The noetic quality of a mystical experience, or the ability to reveal a hitherto hidden or inaccessible knowledge, exists in spite of its ineffability. Through dialogic I-Thou space in therapy or intimate relationships, access opens to the potential for new lived experiences based on deep knowledge of self or relationship that was hitherto out of awareness. The origins of such knowledge are truly mysterious, often seeming to spring into being in the relational space itself. For instance, the appearance of unknown and undiscovered capacity for courage in the face of trauma and loss may not always be reducible to developmental factors and psychological history. The work of Peter Levine (2010) in somatic experiencing, in fact, reveals that the body holds to key to fostering healing in trauma, as it is the body that carries blocks of the full experience of trauma (presumably due to the need of the traumatized person to adapt to social expectations of control).

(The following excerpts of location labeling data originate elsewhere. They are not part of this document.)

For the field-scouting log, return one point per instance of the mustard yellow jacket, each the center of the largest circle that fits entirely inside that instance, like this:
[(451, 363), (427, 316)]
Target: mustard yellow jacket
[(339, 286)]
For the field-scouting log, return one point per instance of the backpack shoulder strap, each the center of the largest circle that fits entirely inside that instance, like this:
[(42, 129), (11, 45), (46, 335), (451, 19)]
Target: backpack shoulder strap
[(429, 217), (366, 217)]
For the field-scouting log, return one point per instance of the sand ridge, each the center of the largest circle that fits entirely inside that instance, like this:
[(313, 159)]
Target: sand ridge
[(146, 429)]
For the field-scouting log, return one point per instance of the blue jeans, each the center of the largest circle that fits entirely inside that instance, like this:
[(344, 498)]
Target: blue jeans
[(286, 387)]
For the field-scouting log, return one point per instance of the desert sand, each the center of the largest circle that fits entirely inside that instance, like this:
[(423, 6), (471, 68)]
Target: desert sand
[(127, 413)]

In terms of transience, I-Thou contact cannot be sustained indefinitely. It comes and goes in ecstatic waves. In focusing, grasp of the bodily felt sense and work toward the felt shift can be elusive, taking disciplined effort combined with serendipity. Similarly, the criterion of passivity is met in that I-Thou contact cannot be initiated volitionally and at will. The shift in consciousness that occurs, like any shift into non-ordinary awareness, can only be aimed at. Conditions that seem to be associated with such shifts may be replicated, increasing the probability that they will recur. Here again their elusive nature is apparent, and changes in physiological arousal play a central role.

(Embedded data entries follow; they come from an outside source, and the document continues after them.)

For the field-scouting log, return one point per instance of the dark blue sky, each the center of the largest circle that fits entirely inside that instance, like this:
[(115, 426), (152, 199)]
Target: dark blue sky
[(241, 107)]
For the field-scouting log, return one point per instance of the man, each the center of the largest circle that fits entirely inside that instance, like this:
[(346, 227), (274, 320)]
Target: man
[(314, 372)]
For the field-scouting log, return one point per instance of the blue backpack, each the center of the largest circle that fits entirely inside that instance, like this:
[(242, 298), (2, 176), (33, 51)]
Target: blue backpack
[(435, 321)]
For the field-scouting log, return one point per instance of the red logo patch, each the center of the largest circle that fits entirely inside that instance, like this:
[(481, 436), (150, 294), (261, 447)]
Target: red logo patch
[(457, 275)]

Comfort with—and an ability to hold—paradox and contradiction more comfortably is a time-honored benefit of a genuinely healing therapy relationship. Merleau-Ponty states that the body is the point where the seemingly opposite aspects subjective and objective meet, the point of knowing. I-Thou sharing fosters greater awareness of choices and freedom connected to news ways of living with and living out contradictions. Moreover, it fosters a sense of connection with “the whole” of reality, in which categories and separation imposed by words become less meaningful and fluid unity much more so. One’s body is experienced as being made of the same stuff of the universe itself, and consciousness a natural expression of that matter.

In I-Thou contact, awareness of time passing is dim, and moments may be experienced as eternal. This sense of timelessness is also a factor of mystical experience. Perhaps it is this timelessness that leads naturally to a sense of contact with one’s “true self” or authentic nature, satisfying Shrader’s final criterion. It is difficult to be incongruent in the presence of someone who is congruent and living in his or her own wholeness. In gestalt as well as person-centered therapy, the ability to be increasingly authentic and genuine appears to emerge almost organically—or at minimum, the invitation to have a more authentic lived experience becomes known.

References:
Buber, M (2010). I and thou. Eastford, CT: Martino Fine Books

Gendln, E. (1982). Focusing. Bantam Books (2nd edition).

Merleau-Ponty, M. (1969). The visible and the invisible. Evanston, IL: Northwestern University Press (First edition)

Schulz, F. (2013). Gestalt Journal of Australia and New Zealand, 10(1), 24-47.

Shrader, D. (2008). Proceedings of the 6th Annual Hawaii International Conference on Arts and Humanities. Honolulu, HI.